義人君と静香はバレー部で、雅子はソフト部で創君は野球部だ。
「わたし、もう高校ではソフトボールやらないんけど?体重を増やさない方法ってないの?」
「そうだね。ジョギングでもいいし、ストレッチもいいんじゃない?食事制限はしないで、食べる前にお茶を飲んだり、よく噛むことを意識してみたら?時間をかけて食事をするのもいいんだよ」
「じゃあ、サラダを食べたらいいの?」
「食物繊維は必要だけども、それよりも和食の野菜の煮物の方がしっかり野菜を食べるからそっちの方がいいよ。それか野菜炒めでもいいと思うよ」
「女子だけってずるくないか?」
「うーん、お肉食べるんだったら、ご飯を減らしても野菜を食べないとね」
「それはまた…俺らには難しい話じゃないか」
「そうだよ」
二人は今ひとつ納得していない」
「ねぇ、親を巻き込めば?自分でご飯を作る訳じゃないでしょう?私じゃないんだから」
「そうか。すっかり忘れてた」
「成程・・・な」
二人は感心していた。っていうか、親の存在を忘れちゃったら、叔母さん達が可哀そうだよ。

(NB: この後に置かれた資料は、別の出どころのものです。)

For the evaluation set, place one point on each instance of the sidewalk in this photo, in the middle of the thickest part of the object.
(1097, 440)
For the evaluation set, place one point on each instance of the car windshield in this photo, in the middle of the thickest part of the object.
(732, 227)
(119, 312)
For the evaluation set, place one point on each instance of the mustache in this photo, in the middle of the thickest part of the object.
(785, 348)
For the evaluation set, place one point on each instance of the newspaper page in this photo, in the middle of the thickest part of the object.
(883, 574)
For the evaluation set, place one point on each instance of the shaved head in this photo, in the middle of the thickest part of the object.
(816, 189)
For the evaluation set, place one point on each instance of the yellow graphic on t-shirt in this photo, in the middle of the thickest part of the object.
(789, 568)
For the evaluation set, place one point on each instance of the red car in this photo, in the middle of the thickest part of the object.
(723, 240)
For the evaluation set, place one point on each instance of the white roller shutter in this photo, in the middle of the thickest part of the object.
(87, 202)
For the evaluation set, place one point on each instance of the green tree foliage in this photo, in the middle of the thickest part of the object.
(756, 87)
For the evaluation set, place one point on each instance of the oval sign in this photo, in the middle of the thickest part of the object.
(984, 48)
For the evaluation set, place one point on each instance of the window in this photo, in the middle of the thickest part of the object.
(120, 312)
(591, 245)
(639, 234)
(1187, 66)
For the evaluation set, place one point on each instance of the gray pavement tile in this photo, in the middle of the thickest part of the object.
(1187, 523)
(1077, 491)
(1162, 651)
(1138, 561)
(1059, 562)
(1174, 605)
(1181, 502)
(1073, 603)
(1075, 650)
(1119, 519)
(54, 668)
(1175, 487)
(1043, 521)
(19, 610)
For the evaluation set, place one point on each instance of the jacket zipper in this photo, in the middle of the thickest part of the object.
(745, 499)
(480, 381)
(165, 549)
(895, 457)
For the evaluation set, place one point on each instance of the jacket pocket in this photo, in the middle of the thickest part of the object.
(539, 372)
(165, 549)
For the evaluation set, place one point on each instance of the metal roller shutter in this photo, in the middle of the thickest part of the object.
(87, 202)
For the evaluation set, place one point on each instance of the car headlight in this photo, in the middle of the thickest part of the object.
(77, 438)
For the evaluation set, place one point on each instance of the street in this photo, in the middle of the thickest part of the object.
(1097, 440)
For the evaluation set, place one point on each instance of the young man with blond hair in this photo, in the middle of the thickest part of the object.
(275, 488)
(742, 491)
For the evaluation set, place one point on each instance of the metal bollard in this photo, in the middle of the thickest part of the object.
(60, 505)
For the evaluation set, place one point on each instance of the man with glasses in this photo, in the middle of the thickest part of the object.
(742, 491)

「それとね、ハンバーガーは食べてもいいけど、フィッシュバーガーやフライドポテトはあまり食べない方がいいよ」
「それは何となく分かる」
「その程度でもずっと続けるの。すぐに結果を求めないで夏休み位に結果が出ればいい位に考えるの。そこが一番重要なんだと思うんだ」
私はそう言うと、オードbるを取りに行く。
今日の謝恩会は立食形式になっている。
私は野菜サンドとハムチーズサンドを手にした。
まだ歌うのだから、今はこれで十分だ。
「何?その量。少なくない?」
「今はね。まだ歌うから、この位でいい。あんまり、油ものは好きじゃないんだ。だからローストチキンを少し食べたいかなって位。デザートのケーキなら、私はこっちがいい」
私はポケットからのど飴を出す。
おやつは基本的に食べないけれども、飴は好きだ。
4人はそんな私を呆気に取られて見ている。
「千里の道も…何とかか」
義人君がシミジミという。
「その通り。体重よりも見た目のバランスが大切なんだと思うけどね」
私が答えると、皆が一斉に私の胸元を見る。
「それは…」
「思い通りにはならないってか」
男子二人が顔を見合わせてため息をついた。
それって…ちょっとあんまりじゃない?年頃の女の子なんだけども…私。
「見てなさいよ。成人式には、そこそこな体型になってやるんだから!!」
「成人式?」
「ずいぶんと待たせるなぁ?ちい?」
「うるさい!!そんなに早く結果が出る訳がないでしょ」
私は二人と殴ろうとしたが、逃げられてしまった。
「それにしても、こんなにちっちゃい体であんな歌声が出るなんて…」
「さっきの歌の事?それと…ちびっこって言うな」
ちびっこと言われるのが嫌で私はむくれる。
「ほら、拗ねないの」
「ちっちゃいといい事もあるんだから」
「皆…私より大きいのに…。フォローにもなってないって」
「まあまあ…。あっ、何?お前の背中…」
私の背中を撫でてなだめていた義人君が気付いたようだ。
「すっげぇ…筋肉。現役並みには泳いでないよな?」
「そうだね。今は月に一度程度。フォームが崩れない程度だね。歌うのにも基礎体力がないと歌えないから筋力をつけているんだ」
「ちょっと…俺もいいか…。…負けたかも…」
静香はそんな男子二人を見て、クスクス笑っている。
ちょこっとダイエットの話とかシェイプアップ談義をしています。
当人たちは中学生なので健康的に効果が出る方法を実践させることにしてます。